Le parcours d'un convoyeur atypique
Le trajet de Garry Gilbert a débuté à Catral, près d'Alicante en Espagne, avec pour destination finale Portsmouth en Angleterre. Contrôlé au volant de son van Volkswagen immatriculé au Royaume-Uni, le quinquagénaire transportait dans son véhicule plusieurs sachets thermosoudés contenant du cannabis, dissimulés dans des meubles de jardin cellophanés. Placé en retenue douanière puis en garde à vue, il n'a jamais nié les faits qui lui étaient reprochés.
Une dette de jeu comme justification
À la barre, Garry Gilbert a justifié son acte par une dette de jeu de 20 000 euros contractée auprès d'un certain « Andy » rencontré dans les casinos espagnols. Le convoyeur, qui se décrit comme un « gambler » depuis l'enfance, affirme jouer « aux chevaux, aux chiens, aux cartes, au casino et au black jack ». Cette addiction aurait eu des conséquences désastreuses sur sa vie professionnelle et familiale.

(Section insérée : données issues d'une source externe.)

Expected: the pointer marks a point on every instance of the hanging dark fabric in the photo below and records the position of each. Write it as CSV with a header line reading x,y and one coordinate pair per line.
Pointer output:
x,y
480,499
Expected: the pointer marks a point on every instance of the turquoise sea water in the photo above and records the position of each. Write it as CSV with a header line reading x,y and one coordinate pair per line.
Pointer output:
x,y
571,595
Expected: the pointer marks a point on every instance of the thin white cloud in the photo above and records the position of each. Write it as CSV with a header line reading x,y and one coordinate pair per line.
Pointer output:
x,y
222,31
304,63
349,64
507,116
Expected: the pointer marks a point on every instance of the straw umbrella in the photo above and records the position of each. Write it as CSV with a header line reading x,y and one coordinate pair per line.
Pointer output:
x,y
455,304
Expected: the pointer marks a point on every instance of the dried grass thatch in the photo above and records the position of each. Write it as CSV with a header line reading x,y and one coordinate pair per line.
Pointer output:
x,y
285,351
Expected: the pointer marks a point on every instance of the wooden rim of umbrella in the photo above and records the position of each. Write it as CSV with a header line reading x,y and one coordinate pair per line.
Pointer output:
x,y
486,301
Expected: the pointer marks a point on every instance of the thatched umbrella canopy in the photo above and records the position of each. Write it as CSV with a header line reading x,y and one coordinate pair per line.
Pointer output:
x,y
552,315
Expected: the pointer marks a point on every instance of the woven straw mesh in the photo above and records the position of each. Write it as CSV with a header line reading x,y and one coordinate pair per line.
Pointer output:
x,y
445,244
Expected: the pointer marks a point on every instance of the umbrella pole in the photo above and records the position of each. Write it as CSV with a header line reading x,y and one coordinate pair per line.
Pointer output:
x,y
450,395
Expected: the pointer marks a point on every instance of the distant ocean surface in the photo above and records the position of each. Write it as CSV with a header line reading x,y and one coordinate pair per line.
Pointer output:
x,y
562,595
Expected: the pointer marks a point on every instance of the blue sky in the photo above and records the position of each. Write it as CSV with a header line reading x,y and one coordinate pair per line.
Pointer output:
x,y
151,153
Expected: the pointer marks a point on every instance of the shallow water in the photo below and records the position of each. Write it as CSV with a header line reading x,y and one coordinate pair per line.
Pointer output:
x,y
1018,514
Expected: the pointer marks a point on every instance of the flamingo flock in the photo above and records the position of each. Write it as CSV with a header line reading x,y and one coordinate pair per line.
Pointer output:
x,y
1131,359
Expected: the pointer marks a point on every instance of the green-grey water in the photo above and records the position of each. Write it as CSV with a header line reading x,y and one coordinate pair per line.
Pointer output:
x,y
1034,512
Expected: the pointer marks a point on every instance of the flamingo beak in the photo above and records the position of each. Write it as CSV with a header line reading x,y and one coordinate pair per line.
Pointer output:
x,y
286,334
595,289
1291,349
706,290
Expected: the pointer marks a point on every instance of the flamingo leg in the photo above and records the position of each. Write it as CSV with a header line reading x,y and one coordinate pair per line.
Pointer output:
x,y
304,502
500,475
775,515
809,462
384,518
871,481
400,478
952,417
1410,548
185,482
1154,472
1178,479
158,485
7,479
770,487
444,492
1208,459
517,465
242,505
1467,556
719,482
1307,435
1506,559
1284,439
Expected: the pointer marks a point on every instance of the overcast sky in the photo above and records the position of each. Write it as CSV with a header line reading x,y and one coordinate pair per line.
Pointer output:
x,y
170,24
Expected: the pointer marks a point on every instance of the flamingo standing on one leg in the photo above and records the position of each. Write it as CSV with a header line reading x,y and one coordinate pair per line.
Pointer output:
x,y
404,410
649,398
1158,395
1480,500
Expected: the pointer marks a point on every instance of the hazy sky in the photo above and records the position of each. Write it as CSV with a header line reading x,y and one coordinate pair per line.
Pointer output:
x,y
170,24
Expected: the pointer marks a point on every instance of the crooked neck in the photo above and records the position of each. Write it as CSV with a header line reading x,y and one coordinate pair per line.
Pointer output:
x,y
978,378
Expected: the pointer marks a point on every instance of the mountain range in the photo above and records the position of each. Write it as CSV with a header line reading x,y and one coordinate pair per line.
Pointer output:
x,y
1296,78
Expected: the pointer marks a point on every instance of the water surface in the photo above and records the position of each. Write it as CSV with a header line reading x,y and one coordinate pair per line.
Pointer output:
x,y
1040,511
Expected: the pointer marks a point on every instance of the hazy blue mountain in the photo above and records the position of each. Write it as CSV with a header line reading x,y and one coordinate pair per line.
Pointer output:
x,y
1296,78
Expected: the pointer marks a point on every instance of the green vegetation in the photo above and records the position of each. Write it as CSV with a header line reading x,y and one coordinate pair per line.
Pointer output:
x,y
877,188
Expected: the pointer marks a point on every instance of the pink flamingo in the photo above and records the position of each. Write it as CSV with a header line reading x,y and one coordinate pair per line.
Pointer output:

Face à une dette qui grossissait avec les intérêts, Garry Gilbert dit s'être retrouvé devant trois options : « apurer la dette, transporter du cannabis, ou ne plus pouvoir retourner en Grande-Bretagne ». Il a choisi la deuxième solution, en cohérence avec son activité professionnelle d'accompagnateur et déménageur pour des compatriotes britanniques souhaitant quitter le Royaume-Uni pour le continent européen.
Un profil familial et professionnel complexe
Père de deux filles et conjoint d'une femme « lourdement handicapée » qu'il aide « presque au quotidien », Garry Gilbert déclare travailler seulement une semaine par mois pour un revenu net de 2 000 euros. Son avocate, Me Coralie Missonnier, a tenu à préciser que « rien dans son téléphone ne le lie aux stupéfiants », cherchant ainsi à balayer les « zones d'ombre du dossier » évoquées par l'agent poursuivant de la douane.
Les arguments de la défense
L'avocate de la défense n'a pas « été longue sur les faits » mais a plaidé pour une réduction de la peine. Face aux « deux ans de prison ferme » requis par la représentante du Ministère public Marion Méfiant, qui estimait que « rien ne peut justifier les infractions commises », Me Missonnier a argué que « la prison poursuit d'autres objectifs, comme la réinsertion sociale ». Elle a notamment souligné que son client « n'a pas vocation à faire sa vie en France ».
Malgré ces arguments, le tribunal a maintenu la peine de 18 mois de prison ferme, auxquels s'ajoutent l'interdiction du territoire français pour dix ans et l'amende douanière de 219 000 euros. Une condamnation qui semble glisser sur le convoyeur écossais, dont l'attitude détachée a marqué l'ensemble des audiences.